NCERT prescribes three standard methods for calculating the mean of grouped data. Each method is mathematically equivalent, but the choice depends on the nature of the data and ease of computation.

1. Direct Method:
   

   This is the most straightforward approach and is suitable when class marks and frequencies are small and manageable.
   If
   

   • \(x_i\) = class mark of the of \(i^{th}\) class
   • \(f_i\) = frequency of the \(i^{th}\) class
     then the mean \(\overline{x}\) is calculated as \[ \boxed{\;\boldsymbol{\overline{x} = \dfrac{\sum{f_i x_i}}{\sum{f_i}}}\;} \] This method clearly shows how each class contributes to the overall average, but it may involve lengthy calculations when values are large.

2. Assumed Mean Method:
   

   To simplify calculations, an assumed mean \(a\) is chosen, usually one of the class marks near the centre of the distribution.

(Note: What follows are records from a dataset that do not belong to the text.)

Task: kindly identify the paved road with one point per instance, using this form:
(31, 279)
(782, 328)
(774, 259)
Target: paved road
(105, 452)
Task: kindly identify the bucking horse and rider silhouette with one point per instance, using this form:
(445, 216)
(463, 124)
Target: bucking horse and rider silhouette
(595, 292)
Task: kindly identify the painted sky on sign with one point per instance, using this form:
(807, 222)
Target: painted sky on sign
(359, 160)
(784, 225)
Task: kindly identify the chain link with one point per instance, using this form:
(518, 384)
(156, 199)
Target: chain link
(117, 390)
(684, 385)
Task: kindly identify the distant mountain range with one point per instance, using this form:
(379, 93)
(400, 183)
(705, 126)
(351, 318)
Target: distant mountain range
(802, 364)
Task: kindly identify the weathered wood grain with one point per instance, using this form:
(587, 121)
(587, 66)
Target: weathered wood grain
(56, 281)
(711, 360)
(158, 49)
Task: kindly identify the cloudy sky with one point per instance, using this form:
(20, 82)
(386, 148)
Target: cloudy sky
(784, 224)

Deviations of class marks from this assumed mean are then calculated.
   Let \[d_i=x_i-a\] then mean is obtained using \[ \boxed{\;\boldsymbol{\overline{x} = a +\dfrac{\sum{f_i x_i}}{\sum{f_i}}}\;} \]

   This method reduces the size of numbers involved and is particularly useful when class marks are large but evenly spaced.
3. Step Deviation Method:
   When class intervals are equal and deviations are still large, the step deviation method provides further simplification by scaling down deviations.
   If
   • \(h\) = common width of the class intervals
   • \(u_i=\frac{x_i-a}{h}\)
     then the mean is calculated as \[ \boxed{\;\boldsymbol{\overline{x} = a + h \left(\dfrac{\sum{f_i x_i}}{\sum{f_i}}\right)}\;} \] This method is computationally efficient and widely used in examinations, especially when dealing with large data sets.

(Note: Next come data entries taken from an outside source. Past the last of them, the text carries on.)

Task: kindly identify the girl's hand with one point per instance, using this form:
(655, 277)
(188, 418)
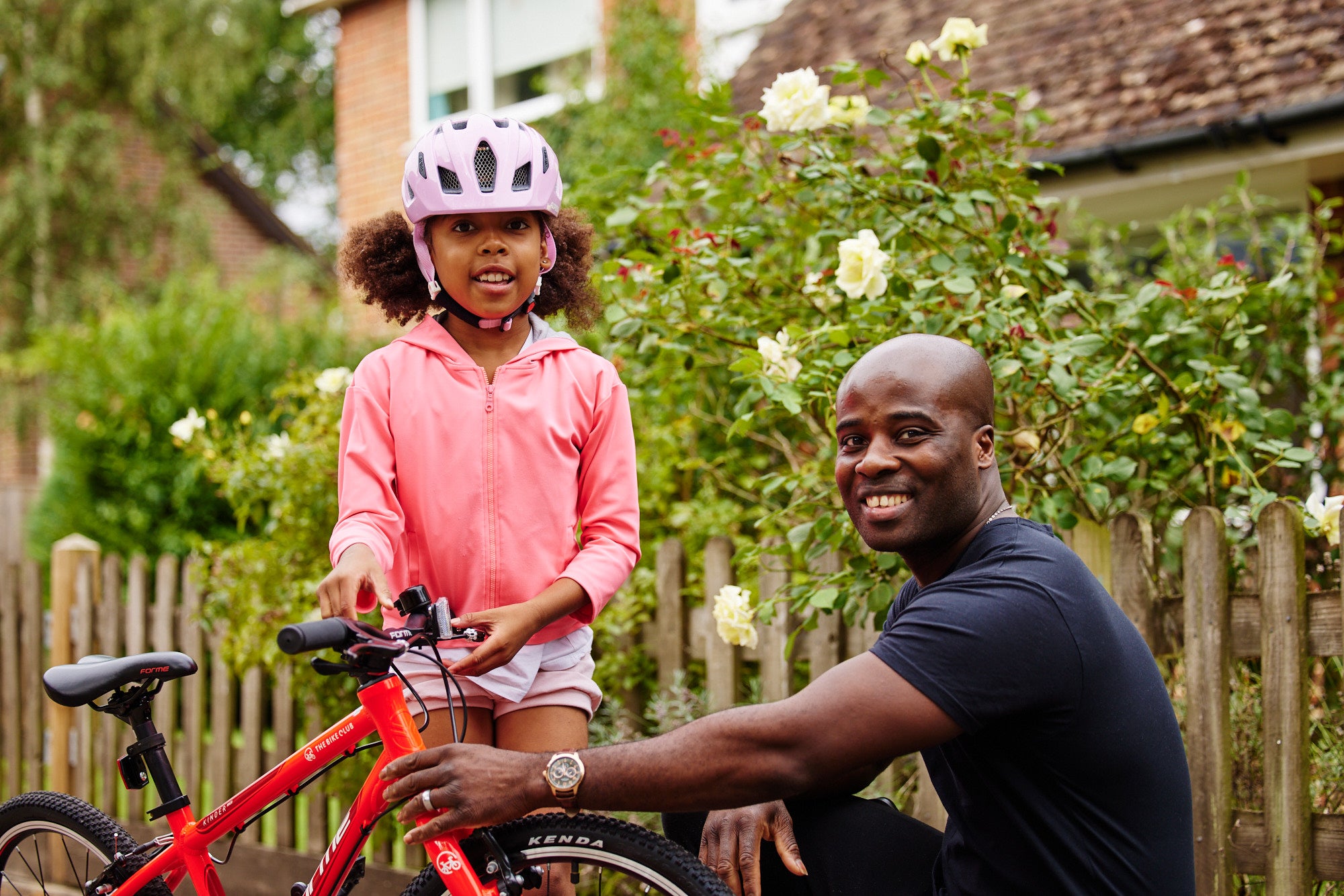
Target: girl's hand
(358, 570)
(509, 629)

It is assumed that the frequency of each class interval is centred around its mid-point. So the mid-point (or class mark) of each class can be chosen to represent the observations falling in the class.

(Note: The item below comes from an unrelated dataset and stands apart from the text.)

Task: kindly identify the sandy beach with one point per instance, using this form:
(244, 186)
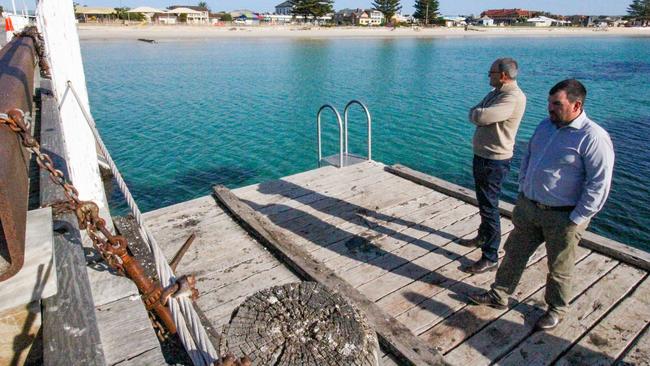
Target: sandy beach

\[\small\boxed{\boldsymbol{x=\dfrac{\text{Upper class limit + Lower class limit}}{2}}}\]

In statistics, the mode represents the value that occurs most frequently in a data set. When data is presented in a grouped form, individual values are not explicitly available. Hence, the mode cannot be identified by simple inspection. Instead, a systematic method is used to estimate the mode of grouped data, which indicates the class interval containing the highest concentration of observations.

Modal Class

In a grouped frequency distribution, the modal class is the class interval with the maximum frequency. This class gives a rough idea of where the mode lies, but a formula is required to obtain a more precise value

Formula for Mode of Grouped Data

Let

• \(l\) = lower limit of the modal class
• \(h\) = size (width) of the class interval
• \(f_1\) = frequency of the modal class
• \(f_0\) = frequency of the class preceding the modal class
• \(f_2\) = frequency of the class succeeding the modal class

Then, the mode is given by the formula \[\boxed{\;\boldsymbol{\text{Mode}=l+\left(\dfrac{f_1-f_0}{2f_1-f_0-f_2}\right)h}\;}\] This formula estimates the value around which data is most densely clustered within the modal class.

Special Cases

• If two or more classes have the same highest frequency, the data is said to be bi-modal or multi-modal, and the mode may not be uniquely defined.
• If frequencies rise steadily and then fall, the mode is well-defined and meaningful.
• If the distribution is irregular, the mode may only give an approximate indication of concentration.

Uses of Mode

The mode is particularly useful when:

• Data contains extreme values that may distort the mean.
• The most common or typical value is required rather than an average.
• Data is qualitative or grouped into categories such as shoe sizes, grades, or income groups.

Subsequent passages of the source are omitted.